Four years ago, the party conventions followed this pattern closely. The Republicans spent an entire evening at their 2012 convention in Tampa portraying Barack Obama as a big-government collectivist who was instinctively hostile to the private sector and individual entrepreneurship. The best-received speech of the Democratic convention in Charlotte, Bill Clinton's "explainer-in-chief" address nominating Barack Obama for a second presidential term, methodically criticized Romney's positions on a number of specific policy questions as unacceptably hostile to the interests of ordinary Americans.

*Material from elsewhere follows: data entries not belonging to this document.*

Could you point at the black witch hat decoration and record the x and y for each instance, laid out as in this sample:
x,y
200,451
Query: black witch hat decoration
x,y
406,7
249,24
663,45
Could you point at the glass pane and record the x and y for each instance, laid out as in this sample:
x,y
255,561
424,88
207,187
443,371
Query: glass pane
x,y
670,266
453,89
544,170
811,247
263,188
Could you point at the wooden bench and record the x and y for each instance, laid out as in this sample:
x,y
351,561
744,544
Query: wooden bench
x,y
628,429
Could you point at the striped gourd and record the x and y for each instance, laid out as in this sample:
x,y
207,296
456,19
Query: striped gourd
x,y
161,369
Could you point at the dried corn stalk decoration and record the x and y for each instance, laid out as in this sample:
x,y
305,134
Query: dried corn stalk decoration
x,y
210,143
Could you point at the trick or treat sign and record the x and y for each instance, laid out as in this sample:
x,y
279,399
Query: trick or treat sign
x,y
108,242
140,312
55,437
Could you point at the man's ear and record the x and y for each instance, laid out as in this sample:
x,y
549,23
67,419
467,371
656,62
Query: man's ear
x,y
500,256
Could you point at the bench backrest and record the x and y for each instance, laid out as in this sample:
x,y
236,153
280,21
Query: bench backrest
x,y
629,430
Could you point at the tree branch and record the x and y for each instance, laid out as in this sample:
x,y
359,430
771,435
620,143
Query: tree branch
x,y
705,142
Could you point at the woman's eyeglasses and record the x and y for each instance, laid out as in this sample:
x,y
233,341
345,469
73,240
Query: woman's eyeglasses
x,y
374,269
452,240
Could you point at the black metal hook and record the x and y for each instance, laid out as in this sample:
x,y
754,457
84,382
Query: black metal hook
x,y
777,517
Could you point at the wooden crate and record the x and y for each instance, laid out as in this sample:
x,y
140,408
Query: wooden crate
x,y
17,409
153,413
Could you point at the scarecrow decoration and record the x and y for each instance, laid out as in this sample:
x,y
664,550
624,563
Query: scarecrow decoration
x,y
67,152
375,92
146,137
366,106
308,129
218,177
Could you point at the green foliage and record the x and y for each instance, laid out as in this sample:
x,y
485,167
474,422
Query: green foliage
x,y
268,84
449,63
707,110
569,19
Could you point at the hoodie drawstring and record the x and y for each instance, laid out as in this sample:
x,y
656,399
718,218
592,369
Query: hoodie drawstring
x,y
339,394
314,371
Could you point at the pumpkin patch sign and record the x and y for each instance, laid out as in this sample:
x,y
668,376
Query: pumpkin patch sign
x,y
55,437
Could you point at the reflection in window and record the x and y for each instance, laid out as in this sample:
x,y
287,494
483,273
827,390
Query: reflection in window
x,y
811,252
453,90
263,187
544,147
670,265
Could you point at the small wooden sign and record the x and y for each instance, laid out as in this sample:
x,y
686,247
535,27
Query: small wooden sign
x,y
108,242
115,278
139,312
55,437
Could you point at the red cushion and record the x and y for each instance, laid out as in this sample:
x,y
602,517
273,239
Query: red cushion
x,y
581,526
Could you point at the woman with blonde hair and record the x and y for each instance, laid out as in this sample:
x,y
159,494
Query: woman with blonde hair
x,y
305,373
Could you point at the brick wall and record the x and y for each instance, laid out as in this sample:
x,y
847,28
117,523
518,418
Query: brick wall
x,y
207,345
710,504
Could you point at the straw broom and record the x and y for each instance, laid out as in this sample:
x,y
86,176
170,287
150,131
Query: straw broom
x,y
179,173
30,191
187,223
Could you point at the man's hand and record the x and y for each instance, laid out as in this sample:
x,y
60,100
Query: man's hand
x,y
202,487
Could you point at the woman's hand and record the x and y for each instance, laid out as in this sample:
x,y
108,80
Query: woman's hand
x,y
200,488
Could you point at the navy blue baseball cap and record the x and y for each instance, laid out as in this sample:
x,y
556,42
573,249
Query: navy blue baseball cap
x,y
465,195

But the events of 2016 have prompted both sides to rewrite their playbooks a little. There was still a fair amount of traditional conservative rhetoric at the Republican convention last week—particularly visible in the speeches of Ted Cruz, Paul Ryan, and vice presidential nominee Mike Pence—but Donald Trump's acceptance address, like his campaign up to this point, relied on themes of American nationalism more than the limited-government principles ordinarily emphasized by Republican candidates, and his chief line of attack against the Democratic opposition was not that it was excessively liberal in a philosophical sense but that it was unacceptably permissive in the face of terrorism and lawlessness. Republican criticisms of Hillary Clinton, while numerous, primarily focused on the topics of the events in Benghazi and her private email server, and thus questioned her honesty, competence, and devotion to American interests more than her supposed leftism.

For Democrats, Trump's nomination presented its own novel challenge. As usual, the party's national convention this week promoted its own extensive set of policy positions, but Democrats' normal practice of characterizing Republican policies as extreme by comparison was frustrated by the fact that Trump, though he has expressed support for nearly all of the usual Republican domestic policy agenda, has not made limited government a defining theme of his campaign. Democrats who normally delight in presenting themselves as the defenders of popular entitlement programs and opponents of "giveaways" to corporations and the wealthy seem to have concluded that Trump's own personal attributes represent better attack fodder than his policy positions (such as they are). They repeatedly characterized Trump as inexperienced, ill-tempered, and divisive, with Barack Obama even referring to the Republican nominee as a "homegrown demagogue."

Most strikingly, the Democratic Party's essential nature as a coalition of social groups was on display to an unprecedented extent in Philadelphia. The Black Lives Matter cause and the Mothers of the Movement were given prominent platforms and expressions of support. Undocumented Latino immigrants spoke on Clinton's behalf, and a number of speakers, including the party's vice presidential nominee, punctuated their remarks with Spanish words and phrases. Other groups that received explicit representation from the convention stage included Asian Americans, Native Americans, feminists, gays and lesbians, transgender people, Muslims, union members, and people with disabilities. Clinton's status as the first female major-party presidential nominee and potential first female president was celebrated repeatedly during the convention proceedings—including via a video effect on Tuesday night in which a mosaic of (male) presidential portraits broke apart with the sound of shattering glass to reveal Clinton's face as she appeared live from a remote location to greet the delegates.

For much of the last few decades—especially the 1990s, when the current nominee's husband was the national leader of the party—Democrats tempered such tributes to social diversity with other gestures meant to reassure white southerners, businesspeople, and blue-collar cultural moderates that the party spoke for them too. Today, due to a combination of demographic trends, geographic realignment, and Trump's own behavior, Democratic leaders no longer feel the need to place much emphasis on courting these other voters. By nominating Trump, the Republican Party has bet heavily on a campaign message tailored to appeal primarily to middle-aged, middle-class, middle-American whites. Democrats have opted to make a different wager of their own: that the voters who will feel left out of Trump's vision for America not only represent a rainbow coalition of social groups but also a national electoral majority that can carry Clinton to victory in November.